Then My Life Flashed Before My Eyes

I was on my way to the Farmer’s Market.

The elevator was carrying me from my 15th floor apartment when it shuddered to a stop on the 7th floor. I moved to the back, expecting someone to board, only to realize that the elevator doors were not opening. Thinking about how the elevator has stalled before on a floor, I pressed the Door Open button, and my heart stalled. Stopped. Did not tick.

Before my eyes I saw white concrete blocks. Above me was the black metal gate that closes and opens before the actual elevator door does. Below me was a different gate. The elevator had stopped, frozen, between the sixth and seventh floors.

My first thought: I hope I’m not in here long because I didn’t eat breakfast so I’m going to get hungry in about 30 minutes.

I turned and pressed the emergency call button. Nothing lit up. I hit other buttons on the panel and nothing happened. The panel was not functioning. I hit a bell icon that sent out a ringing sound into the Saturday morning quiet, but no voice came over the intercom. No one inside the building cracked a door open.

Then, I began to panic.

I screamed. I hit at the elevator doors. I looked through the black gate and yelled for help in two languages (I was proud of myself there).

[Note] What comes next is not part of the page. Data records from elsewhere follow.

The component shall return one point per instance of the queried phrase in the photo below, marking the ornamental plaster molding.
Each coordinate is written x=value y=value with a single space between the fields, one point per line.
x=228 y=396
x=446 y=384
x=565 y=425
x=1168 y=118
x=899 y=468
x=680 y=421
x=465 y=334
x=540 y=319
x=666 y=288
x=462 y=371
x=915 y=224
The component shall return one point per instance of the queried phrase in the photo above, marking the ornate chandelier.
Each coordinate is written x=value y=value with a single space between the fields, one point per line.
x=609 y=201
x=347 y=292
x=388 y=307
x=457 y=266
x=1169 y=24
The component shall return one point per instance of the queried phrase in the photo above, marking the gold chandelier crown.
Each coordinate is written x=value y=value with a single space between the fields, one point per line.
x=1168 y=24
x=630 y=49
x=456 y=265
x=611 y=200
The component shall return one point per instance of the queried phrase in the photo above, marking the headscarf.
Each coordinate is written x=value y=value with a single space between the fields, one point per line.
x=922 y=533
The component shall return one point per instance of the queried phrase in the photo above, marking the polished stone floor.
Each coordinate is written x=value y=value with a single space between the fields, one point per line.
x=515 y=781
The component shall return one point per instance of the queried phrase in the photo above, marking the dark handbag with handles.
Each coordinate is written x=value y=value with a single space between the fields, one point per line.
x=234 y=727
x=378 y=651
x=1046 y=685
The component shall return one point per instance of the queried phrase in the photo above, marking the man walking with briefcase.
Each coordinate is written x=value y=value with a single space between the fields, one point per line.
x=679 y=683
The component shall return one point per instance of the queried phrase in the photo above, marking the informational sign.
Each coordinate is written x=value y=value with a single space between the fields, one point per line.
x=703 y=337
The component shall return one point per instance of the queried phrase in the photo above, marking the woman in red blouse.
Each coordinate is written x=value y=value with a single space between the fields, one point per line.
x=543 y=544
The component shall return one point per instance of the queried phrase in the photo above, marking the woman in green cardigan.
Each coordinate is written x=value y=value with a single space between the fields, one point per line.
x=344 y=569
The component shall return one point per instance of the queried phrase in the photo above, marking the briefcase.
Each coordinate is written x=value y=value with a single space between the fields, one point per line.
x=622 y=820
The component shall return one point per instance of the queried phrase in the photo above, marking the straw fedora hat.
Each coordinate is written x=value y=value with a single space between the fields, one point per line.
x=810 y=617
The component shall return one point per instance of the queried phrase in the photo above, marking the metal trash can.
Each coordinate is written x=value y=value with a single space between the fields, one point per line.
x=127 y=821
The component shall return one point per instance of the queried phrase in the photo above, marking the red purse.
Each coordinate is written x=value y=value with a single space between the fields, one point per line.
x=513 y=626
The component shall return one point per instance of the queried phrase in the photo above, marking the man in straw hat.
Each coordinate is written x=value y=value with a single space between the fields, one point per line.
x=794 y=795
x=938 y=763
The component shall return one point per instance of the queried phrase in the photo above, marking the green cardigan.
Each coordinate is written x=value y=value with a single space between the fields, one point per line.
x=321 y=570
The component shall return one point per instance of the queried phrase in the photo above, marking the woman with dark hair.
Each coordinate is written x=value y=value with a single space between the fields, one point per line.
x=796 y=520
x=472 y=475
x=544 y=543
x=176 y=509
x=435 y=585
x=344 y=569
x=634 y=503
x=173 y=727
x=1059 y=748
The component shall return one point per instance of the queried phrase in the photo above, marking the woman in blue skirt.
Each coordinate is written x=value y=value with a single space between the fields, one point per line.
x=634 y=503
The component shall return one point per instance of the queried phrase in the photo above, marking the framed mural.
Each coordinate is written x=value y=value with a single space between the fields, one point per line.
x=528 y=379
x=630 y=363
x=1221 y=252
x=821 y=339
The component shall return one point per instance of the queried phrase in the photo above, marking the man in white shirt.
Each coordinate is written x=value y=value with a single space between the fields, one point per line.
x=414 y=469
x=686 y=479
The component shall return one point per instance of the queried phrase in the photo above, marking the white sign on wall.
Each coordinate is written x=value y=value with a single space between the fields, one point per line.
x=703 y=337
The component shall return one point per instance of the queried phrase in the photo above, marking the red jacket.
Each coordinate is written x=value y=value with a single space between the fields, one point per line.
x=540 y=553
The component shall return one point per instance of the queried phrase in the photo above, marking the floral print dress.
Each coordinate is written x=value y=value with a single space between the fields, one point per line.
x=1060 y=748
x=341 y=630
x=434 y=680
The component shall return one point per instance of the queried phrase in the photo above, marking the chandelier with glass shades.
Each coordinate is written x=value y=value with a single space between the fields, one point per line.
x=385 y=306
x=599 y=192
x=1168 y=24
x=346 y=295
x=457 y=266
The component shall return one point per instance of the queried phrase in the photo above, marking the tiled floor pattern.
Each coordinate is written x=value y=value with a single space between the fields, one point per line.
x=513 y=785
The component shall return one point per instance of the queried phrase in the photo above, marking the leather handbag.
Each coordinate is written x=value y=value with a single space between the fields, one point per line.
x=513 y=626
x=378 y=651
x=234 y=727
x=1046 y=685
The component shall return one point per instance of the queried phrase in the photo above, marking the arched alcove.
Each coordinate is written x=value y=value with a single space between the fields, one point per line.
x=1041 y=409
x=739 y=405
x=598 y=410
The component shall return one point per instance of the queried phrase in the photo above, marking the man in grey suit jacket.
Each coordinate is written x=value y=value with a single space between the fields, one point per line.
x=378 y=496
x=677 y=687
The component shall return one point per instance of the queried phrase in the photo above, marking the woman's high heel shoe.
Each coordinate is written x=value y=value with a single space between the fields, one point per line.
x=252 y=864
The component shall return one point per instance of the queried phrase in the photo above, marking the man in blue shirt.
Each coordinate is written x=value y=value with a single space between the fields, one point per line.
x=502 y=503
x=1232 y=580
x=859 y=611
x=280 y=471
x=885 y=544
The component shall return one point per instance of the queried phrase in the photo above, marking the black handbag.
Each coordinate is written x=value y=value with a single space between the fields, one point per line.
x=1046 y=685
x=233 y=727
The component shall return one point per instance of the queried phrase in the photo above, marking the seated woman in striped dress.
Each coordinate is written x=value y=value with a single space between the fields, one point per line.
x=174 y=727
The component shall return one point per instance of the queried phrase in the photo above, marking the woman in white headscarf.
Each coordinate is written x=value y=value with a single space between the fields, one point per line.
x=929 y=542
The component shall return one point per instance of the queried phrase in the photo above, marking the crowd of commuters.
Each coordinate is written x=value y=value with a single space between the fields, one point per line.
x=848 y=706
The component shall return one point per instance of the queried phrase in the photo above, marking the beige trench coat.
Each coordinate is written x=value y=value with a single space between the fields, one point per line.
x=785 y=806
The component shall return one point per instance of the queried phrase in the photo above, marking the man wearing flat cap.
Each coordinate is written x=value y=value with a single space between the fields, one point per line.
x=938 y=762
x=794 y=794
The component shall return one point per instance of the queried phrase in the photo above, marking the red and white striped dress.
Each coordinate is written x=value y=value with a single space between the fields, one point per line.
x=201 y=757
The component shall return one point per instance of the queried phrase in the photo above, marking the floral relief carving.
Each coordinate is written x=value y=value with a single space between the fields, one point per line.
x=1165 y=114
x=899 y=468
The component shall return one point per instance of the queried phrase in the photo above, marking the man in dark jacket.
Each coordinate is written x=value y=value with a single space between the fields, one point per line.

My life flashed before my eyes.

Well, really it didn’t.

I thought to myself that God couldn’t have me go out like this. I had actually read The Bible this morning!

I tried prying open the seventh floor gate. I could hoist myself up and clamber through that one (thank you gym work outs).

It didn’t budge.

I wasn’t going to shimmy through the sixth floor gate. I could imagine the elevator beginning to move and my bottom half stuck in the shaft. That would not be a pretty picture.

It reminded me of the man who got stuck between the movable subway platform and a train in Union Square some years back. That movable platform always freaked me out because, in my mind, it shouldn’t have moved. I steered far clear of it in NYC and I was steering clear of that scenario now.

Thankfully, I had my cell in my purse. Usually it’s not a big deal if I have my cell or not because people rarely call or text me. The thing hadn’t been charged in three or four days, but I still had a signal and some charge.

My security guard friend didn’t pick up, my bilingual co-worker who lives on the same street didn’t pick up, an English speaking neighbor acted like it wasn’t a big deal that I was stuck in an elevator since he was at work, and, finally, my sick co-worker who lives in my building answered. I didn’t know she was sick but, let’s be real, I would’ve called her even if I did know.

She went and alerted the security guard at the desk and, from the ground floor panel, he was able to get the elevator to shudder to a start again.

I was most terrified of the elevator free-falling. I could see my legs broken at odd angles when I arrived on the first floor (barely). Broken legs if I was lucky.

I couldn’t die! My grandma would get all of my student loan debt. My mom would try to crawl in the casket with me at the funeral. It would just be a big ‘ol mess. They didn’t have those “this elevator was last inspected” signs in this building. For all I knew, this new looking elevator was a rinky dink mess.

A rinky dink mess with me stuck inside it.

The now-moving elevator took me to the basement parking lot. I didn’t have a key to get out of there. I yelled up to the security guard, but he couldn’t hear me over the TV’s volume. Since I could see the blue sky and clouds, I could laugh at the ridiculousness of it all.

I took a DIFFERENT elevator out of the basement and informed him that it was me who had been stuck.

Finally, I told him something along the lines of “thank you for my liberty” because I didn’t know how to say thank you for letting me out. He cracked a smile, his first smile at me since he started working in my building, and I showed him all 32.

I think we’ll be OK and I, slightly traumatized, may be hiking up and down 15 flights.

Ok, maybe not.

BUT, I have decided I don’t want to live higher up than the fifth floor (the same floor I lived on while in NYC). It’s high enough up where I don’t think a burglar would want to hit my apartment, but low enough when the elevators are malfunctioning, or just clogged with people, it’s still feasible for me to take the stairs.

I don’t need the penthouse. Save that for the person who doesn’t mind getting stuck in an elevator on a Saturday morning.

Yet, how long did this whole, life-changing ordeal last?

Ten minutes.

I know. I was in bed the rest of the day because of it.